Hızlı şarj süresi yüzde 50 kısaltacak
Teknoloji, hızlı şarj hızını yüzde 50’ye kadar artırma potansiyeline sahip olup bu da elektrikli araç sahip olma ve kullanım özelliklerini kolaylaştırıyor. Bu bataryaların mevcut lityum iyon bataryaların fiyatına kıyasla kWsa başına yarıdan daha düşük bir maliyete sahip olması bekleniyor. Konu hakkında açıklama yapan Stellantis Baş Mühendislik ve Teknoloji Sorumlusu Ned Curic, “Zeta Energy ile işbirliğimiz, temiz, güvenli ve uygun fiyatlı araçlar sunmak üzere çabalarken, elektrikliye geçiş stratejimizi geliştirmeye yardımcı olmanın bir başka adımı. Lityum-kükürt gibi çığır açan batarya teknolojileri, Stellantis’in 2038 yılına kadar karbon nötr olma taahhüdünü desteklerken müşterilerimizin optimum menzil, performans ve uygun fiyattan yararlanmasını sağlayabilir.” dedi. Bu projede Stellantis ile çalışacakları için çok heyecanlı olduklarını ifaden eden Zeta Energy CEO’su Tom Pilette ise “Zeta Energy’nin lityum-kükürt batarya teknolojisinin Stellantis’in inovasyon, küresel üretim ve dağıtım alanındaki rakipsiz uzmanlığıyla bir araya gelmesi, elektrikli araçların performansını ve maliyet profilini önemli ölçüde iyileştirirken, bataryanın ve elektrikli araçların tedarik zinciri dayanıklılığını artırabilir.” diye konuştu.

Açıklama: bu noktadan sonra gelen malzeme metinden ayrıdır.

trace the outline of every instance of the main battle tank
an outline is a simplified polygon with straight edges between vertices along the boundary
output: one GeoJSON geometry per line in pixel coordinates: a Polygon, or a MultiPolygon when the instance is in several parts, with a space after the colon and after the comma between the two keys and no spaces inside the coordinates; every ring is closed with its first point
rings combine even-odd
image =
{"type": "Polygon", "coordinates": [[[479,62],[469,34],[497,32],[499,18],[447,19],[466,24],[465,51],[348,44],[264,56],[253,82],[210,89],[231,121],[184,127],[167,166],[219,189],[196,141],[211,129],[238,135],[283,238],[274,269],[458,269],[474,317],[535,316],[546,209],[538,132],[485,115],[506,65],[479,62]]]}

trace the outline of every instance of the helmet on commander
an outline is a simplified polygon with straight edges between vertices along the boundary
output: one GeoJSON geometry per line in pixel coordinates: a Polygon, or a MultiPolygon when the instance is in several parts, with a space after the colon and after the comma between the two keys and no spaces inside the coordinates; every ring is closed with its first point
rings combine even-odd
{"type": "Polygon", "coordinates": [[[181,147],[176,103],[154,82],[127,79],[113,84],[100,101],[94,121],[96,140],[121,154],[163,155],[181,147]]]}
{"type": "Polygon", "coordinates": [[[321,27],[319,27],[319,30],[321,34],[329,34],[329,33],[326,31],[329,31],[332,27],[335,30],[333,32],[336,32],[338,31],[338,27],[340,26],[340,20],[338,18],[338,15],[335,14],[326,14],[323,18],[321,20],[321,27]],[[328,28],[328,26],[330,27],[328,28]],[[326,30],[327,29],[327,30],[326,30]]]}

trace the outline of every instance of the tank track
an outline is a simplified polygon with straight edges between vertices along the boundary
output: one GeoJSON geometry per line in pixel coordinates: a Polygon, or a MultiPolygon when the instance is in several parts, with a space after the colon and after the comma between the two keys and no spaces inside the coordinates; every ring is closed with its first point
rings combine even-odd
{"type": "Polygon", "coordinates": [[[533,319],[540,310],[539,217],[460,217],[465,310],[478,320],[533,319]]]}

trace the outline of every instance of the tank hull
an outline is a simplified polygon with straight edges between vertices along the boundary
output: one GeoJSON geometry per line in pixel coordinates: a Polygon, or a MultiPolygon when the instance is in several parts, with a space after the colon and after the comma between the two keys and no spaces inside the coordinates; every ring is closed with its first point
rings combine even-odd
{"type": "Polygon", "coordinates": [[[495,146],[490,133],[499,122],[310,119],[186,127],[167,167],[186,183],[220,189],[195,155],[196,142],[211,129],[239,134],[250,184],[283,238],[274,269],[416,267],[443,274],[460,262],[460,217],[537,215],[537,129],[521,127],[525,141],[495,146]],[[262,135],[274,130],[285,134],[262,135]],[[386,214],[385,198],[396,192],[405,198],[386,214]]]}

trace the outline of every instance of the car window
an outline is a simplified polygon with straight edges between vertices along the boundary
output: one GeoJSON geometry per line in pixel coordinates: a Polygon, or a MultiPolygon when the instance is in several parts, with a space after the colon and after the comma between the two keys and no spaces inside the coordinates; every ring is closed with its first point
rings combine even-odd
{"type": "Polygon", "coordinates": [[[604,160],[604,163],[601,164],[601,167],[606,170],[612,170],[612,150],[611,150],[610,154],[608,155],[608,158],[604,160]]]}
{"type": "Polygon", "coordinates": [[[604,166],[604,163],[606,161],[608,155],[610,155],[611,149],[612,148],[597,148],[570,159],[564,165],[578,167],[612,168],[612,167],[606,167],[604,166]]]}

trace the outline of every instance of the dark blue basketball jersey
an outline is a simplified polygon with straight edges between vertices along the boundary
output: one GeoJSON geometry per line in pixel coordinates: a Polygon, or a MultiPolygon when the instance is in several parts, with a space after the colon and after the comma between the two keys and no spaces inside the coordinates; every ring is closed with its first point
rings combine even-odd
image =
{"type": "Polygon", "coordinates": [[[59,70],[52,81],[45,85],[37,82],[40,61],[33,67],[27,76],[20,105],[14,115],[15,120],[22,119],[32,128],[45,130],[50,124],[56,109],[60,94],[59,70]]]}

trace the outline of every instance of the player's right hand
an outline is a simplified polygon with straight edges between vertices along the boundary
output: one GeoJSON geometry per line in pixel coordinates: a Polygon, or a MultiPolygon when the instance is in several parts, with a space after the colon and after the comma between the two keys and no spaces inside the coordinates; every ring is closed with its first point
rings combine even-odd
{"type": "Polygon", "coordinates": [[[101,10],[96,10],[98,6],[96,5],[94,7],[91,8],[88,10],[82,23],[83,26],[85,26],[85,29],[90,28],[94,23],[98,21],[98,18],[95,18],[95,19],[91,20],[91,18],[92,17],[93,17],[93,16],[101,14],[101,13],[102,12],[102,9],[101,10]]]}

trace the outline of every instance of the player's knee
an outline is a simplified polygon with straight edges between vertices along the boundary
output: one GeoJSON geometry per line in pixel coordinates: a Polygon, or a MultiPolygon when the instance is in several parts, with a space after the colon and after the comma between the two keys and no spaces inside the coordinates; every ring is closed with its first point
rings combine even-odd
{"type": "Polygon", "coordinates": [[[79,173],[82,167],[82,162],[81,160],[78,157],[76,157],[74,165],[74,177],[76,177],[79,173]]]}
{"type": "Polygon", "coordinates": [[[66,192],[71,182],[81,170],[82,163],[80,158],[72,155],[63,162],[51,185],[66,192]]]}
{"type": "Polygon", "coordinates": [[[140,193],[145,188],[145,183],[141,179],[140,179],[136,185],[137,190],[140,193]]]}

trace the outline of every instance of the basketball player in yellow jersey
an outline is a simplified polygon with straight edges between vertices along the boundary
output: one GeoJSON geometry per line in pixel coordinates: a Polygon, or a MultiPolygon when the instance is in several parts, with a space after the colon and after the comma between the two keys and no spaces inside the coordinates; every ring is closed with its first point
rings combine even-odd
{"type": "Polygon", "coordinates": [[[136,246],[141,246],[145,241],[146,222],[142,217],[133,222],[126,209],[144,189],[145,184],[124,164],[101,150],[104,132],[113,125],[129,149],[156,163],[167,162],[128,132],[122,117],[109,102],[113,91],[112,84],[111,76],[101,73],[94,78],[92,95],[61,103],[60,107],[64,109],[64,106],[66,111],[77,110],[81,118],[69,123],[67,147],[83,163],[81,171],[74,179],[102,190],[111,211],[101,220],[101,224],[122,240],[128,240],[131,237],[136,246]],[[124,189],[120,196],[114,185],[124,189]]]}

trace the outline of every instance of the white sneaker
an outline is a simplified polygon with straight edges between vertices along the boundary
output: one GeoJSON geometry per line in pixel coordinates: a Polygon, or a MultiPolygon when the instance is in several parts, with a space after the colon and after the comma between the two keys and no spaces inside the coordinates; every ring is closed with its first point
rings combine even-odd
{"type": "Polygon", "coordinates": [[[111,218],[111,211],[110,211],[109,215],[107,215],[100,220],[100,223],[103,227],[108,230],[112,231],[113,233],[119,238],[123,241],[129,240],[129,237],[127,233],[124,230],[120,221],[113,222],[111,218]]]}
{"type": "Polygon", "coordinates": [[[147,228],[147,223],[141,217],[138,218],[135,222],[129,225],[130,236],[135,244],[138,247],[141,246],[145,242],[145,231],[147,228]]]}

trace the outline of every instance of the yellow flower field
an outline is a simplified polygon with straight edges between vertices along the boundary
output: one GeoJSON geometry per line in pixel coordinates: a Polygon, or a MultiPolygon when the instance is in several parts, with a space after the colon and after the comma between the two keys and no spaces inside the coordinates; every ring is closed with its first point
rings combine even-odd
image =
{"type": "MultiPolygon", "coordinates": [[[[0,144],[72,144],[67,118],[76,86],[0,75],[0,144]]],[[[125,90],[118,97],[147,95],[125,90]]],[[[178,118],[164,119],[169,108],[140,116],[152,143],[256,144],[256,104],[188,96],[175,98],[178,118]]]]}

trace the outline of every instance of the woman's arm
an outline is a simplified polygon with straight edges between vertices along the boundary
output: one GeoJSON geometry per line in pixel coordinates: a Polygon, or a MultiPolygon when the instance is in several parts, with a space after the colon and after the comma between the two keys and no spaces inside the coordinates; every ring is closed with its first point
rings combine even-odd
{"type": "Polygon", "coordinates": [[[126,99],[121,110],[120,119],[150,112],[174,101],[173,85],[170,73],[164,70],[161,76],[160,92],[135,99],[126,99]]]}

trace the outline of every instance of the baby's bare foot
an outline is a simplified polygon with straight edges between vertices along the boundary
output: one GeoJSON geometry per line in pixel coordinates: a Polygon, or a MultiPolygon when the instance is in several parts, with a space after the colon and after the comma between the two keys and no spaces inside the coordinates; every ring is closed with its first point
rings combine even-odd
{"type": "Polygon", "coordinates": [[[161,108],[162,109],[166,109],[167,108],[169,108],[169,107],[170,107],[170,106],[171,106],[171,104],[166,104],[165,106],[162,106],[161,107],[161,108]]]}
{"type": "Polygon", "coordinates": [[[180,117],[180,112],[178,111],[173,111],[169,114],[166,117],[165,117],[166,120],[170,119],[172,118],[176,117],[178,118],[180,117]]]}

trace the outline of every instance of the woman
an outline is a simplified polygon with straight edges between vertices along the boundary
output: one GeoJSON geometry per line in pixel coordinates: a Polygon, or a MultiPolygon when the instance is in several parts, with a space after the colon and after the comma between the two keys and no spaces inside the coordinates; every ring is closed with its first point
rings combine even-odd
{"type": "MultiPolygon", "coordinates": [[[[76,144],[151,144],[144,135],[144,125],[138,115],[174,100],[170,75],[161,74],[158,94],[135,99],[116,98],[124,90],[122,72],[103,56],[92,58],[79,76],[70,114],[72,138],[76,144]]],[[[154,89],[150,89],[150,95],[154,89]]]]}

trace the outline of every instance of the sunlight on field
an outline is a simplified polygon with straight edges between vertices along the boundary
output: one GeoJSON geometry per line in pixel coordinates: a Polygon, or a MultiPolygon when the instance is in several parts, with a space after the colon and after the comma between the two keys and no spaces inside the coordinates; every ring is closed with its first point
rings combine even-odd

İşbirliği gelecekteki üretim planlamasını da kapsıyor
Atık malzemeler ve metan kullanılarak üretilecek bataryalar, mevcut batarya teknolojilerinden çok daha düşük karbon emisyonuna sahip olacak. Zeta Energy batarya teknolojisinin mevcut gigafabrika teknolojisi bünyesinde üretilebilir olması amaçlanıyor. Avrupa veya Kuzey Amerika’da kısa ve tamamen yerel bir tedarik zincirinden yararlanılacak. İşbirliği hem üretim öncesi geliştirme hem de gelecekteki üretim planlamasını kapsıyor. Projenin tamamlanmasıyla bataryaların 2030 yılına kadar Stellantis elektrikli araçlarına enerji sağlaması hedefleniyor. Lityum-kükürt batarya teknolojisi, geleneksel lityum iyon bataryalara kıyasla daha düşük maliyetle daha yüksek performans sunuyor. Yaygın olarak bulunan ve maliyeti daha uygun olan kükürt, hem üretim giderlerini hem de tedarik zinciri riskini azaltıyor. Zeta Energy’nin lityum-kükürt bataryaları atık malzemeler, metan ve farklı endüstrilerin yan ürünleri olan rafine edilmemiş kükürtten yararlanıyor ve kobalt, grafit, manganez veya nikel gerektirmiyor. Yüksek performanslı ve uygun fiyatlı elektrikli araçlar geliştirmek, Stellantis’in 75’in üzerinde batarya elektrikli araç modeli sunmayı içeren Dare Forward 2030 stratejik planının önemli bir ayağı. Stellantis, çift kimyalı bir yaklaşım izliyor ve yenilikçi batarya hücresi ve paket teknolojilerini araştırıyor.